This is a tale of statistics and probability, gaming, the pursuit of truth, and lockdown boredom.
In late March 2020, as lockdowns were being imposed by governments across the world and travel was no longer an option for many, gamers in their millions, from school-age children to millennials, were still able to fly away to the parallel universe that is the latest instalment of Nintendo’s Animal Crossing (full disclosure: this article is unfortunately not a paid partnership between Golden Square Tutors and Nintendo!).
If you – like yours truly – have yourself never had a chance to play, the game is about turning a deserted island into a thriving village, inhabited by cute humanoid animals. However, how the player does this is left entirely up to them, and the lack of defined objectives and the focus on day-to-day activities and simple tasks (things like fishing, talking walks on the beach, picking up a flower, visiting a shop), many of which had to be given up during lockdown, must have played an important part of the intergenerational success of the game.

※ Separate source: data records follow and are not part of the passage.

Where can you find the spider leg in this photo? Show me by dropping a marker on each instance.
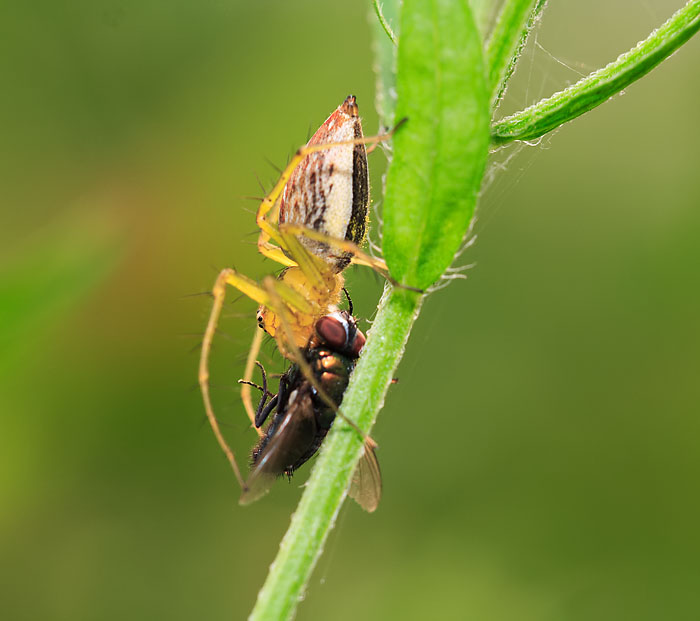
(298, 358)
(283, 295)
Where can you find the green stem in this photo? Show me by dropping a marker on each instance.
(507, 40)
(599, 86)
(384, 22)
(385, 62)
(328, 483)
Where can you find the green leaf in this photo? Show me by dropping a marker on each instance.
(506, 42)
(385, 59)
(601, 85)
(440, 154)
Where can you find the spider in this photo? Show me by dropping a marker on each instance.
(312, 222)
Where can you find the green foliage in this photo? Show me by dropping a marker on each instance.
(49, 275)
(600, 85)
(432, 185)
(506, 42)
(440, 154)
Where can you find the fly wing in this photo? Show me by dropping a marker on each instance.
(292, 439)
(366, 485)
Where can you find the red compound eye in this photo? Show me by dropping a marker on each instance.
(332, 332)
(358, 344)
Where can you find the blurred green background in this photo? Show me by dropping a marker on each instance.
(540, 451)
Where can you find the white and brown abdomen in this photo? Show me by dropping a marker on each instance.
(329, 190)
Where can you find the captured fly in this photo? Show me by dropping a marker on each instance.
(301, 417)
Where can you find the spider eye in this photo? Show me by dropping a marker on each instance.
(333, 332)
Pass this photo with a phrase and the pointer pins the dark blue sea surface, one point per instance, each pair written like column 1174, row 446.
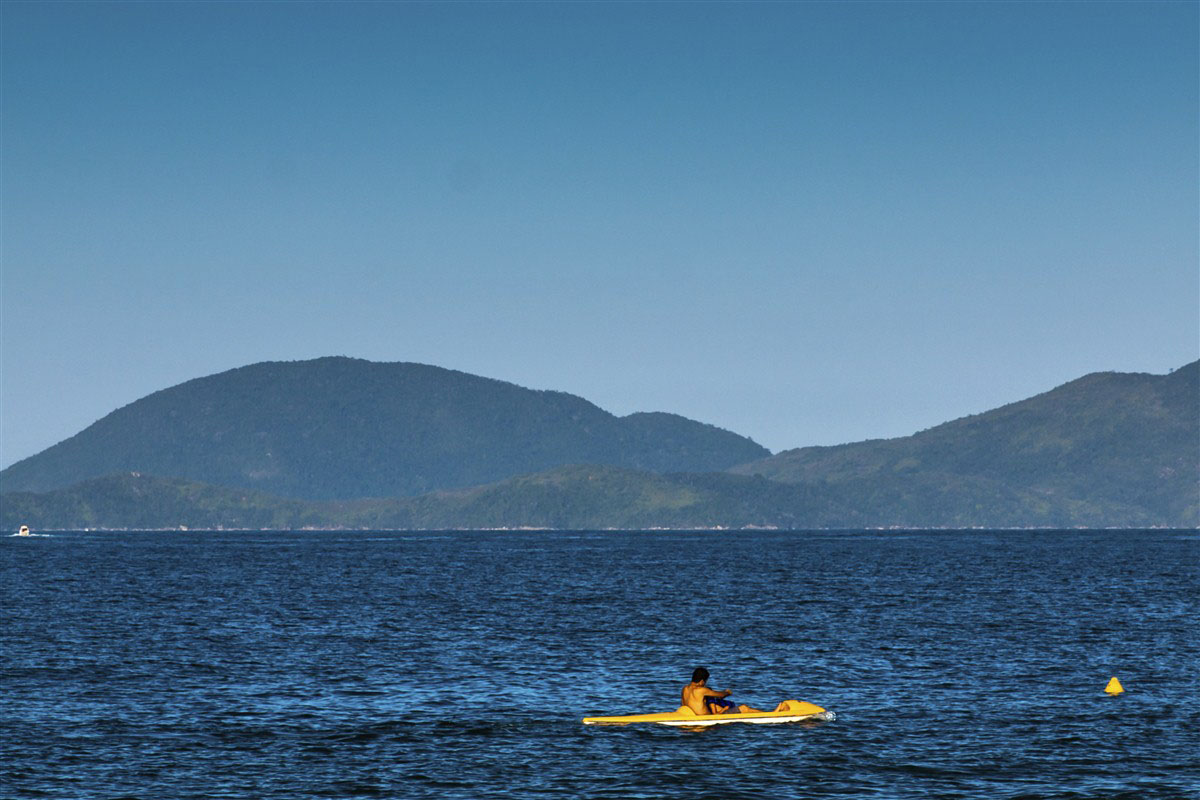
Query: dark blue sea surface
column 459, row 665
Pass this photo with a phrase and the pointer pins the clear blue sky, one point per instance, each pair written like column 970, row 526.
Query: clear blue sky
column 809, row 223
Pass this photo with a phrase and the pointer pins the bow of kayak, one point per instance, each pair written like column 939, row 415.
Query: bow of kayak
column 683, row 716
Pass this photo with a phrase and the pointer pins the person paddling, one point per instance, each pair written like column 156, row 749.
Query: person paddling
column 705, row 701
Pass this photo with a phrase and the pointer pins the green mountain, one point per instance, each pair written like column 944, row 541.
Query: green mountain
column 1107, row 450
column 341, row 428
column 564, row 498
column 1107, row 447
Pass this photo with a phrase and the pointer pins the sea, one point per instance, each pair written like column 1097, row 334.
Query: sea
column 460, row 663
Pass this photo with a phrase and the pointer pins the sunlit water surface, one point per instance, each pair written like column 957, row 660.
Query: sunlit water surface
column 459, row 665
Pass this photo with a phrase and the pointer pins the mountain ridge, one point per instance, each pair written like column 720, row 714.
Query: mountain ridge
column 1103, row 450
column 339, row 428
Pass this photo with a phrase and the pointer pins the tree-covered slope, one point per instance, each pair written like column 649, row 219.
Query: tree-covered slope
column 339, row 428
column 569, row 498
column 1105, row 440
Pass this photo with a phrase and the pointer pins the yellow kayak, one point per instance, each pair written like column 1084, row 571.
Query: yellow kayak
column 683, row 716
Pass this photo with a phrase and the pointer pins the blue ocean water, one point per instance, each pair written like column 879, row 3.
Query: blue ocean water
column 459, row 665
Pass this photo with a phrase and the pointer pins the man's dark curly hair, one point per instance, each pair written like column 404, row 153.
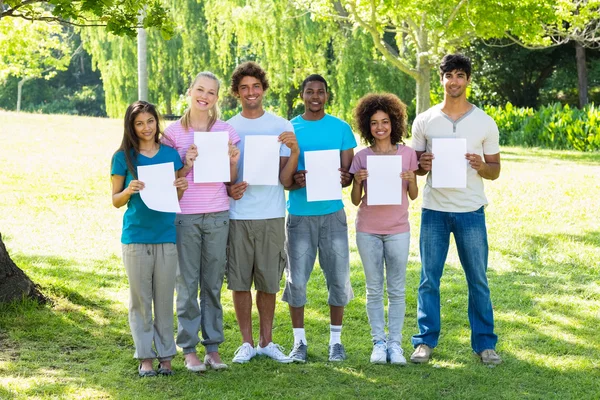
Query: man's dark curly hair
column 249, row 68
column 452, row 62
column 388, row 103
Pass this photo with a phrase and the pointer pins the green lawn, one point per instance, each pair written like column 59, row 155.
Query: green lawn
column 58, row 223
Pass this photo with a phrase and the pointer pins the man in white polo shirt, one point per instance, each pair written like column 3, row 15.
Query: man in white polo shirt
column 457, row 211
column 257, row 226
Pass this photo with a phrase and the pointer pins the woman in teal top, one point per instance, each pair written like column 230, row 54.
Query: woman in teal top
column 148, row 239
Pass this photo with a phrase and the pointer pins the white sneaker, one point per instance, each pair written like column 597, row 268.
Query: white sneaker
column 396, row 354
column 379, row 354
column 273, row 351
column 244, row 353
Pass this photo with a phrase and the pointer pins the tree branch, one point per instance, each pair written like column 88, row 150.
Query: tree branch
column 385, row 49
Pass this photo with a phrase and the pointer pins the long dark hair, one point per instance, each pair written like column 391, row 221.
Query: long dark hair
column 130, row 145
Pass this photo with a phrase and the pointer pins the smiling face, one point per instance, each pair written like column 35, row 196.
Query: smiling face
column 455, row 83
column 145, row 126
column 204, row 93
column 381, row 125
column 250, row 92
column 315, row 96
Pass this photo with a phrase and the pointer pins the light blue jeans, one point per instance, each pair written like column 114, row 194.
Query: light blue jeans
column 375, row 251
column 470, row 236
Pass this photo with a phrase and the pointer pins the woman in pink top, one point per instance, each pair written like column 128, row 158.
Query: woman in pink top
column 202, row 229
column 383, row 231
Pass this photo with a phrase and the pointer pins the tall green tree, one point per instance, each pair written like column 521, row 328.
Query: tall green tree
column 31, row 50
column 117, row 16
column 291, row 43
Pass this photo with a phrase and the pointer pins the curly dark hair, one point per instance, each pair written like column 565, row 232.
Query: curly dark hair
column 249, row 68
column 390, row 104
column 452, row 62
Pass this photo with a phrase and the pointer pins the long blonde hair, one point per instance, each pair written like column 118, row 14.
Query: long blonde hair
column 213, row 114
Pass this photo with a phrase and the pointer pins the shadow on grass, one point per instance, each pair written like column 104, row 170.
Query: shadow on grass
column 85, row 346
column 535, row 154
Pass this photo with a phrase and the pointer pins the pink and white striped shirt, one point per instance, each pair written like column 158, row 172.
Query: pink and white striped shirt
column 199, row 198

One way to find new recruits to populate the village on your own island is to visit entrepreneurial raccoon dog Tom Nook’s shop and purchase a return ticket to an uncharted, randomly-generated island (named Mystery Islands). Each time they land on a Mystery Island, players are able to encounter a non-playable character who, when asked, will agree to return with them to their village. Animal Crossing players started sharing their gaming experiences online, and soon enough they realised that the new villager they met on a Mystery Island could be any of the 391 available characters in the game. However, they started wondering whether each character was equally likely. This is where statistics and probability finally comes into play in our story.
Some of the most committed players were keeping a record of which characters they had encountered during their Mystery Island travels. At this point, if you are not an Animal Crossing player yourself, you might be pausing and wondering why they were doing something like that in the first place. My sister Chiara, who, unlike me, is an Animal Crossing veteran, and who first told me about all of this, put it like this: ‘If you are really into Animal Crossing, chances are that you’re a bit of a compulsive collector. A lot of the game dynamics involve collecting items, and keeping records of everything is a natural part of being a collector.’
In any case, as they started pooling together their tidily kept records, they realised that some characters seemed to make an appearance a lot more often than others. The picture that emerged seemed to them to point in a different direction than the original assumption that each character was equally likely. However, not everyone was convinced, and they needed more than a hunch to say that this was the case.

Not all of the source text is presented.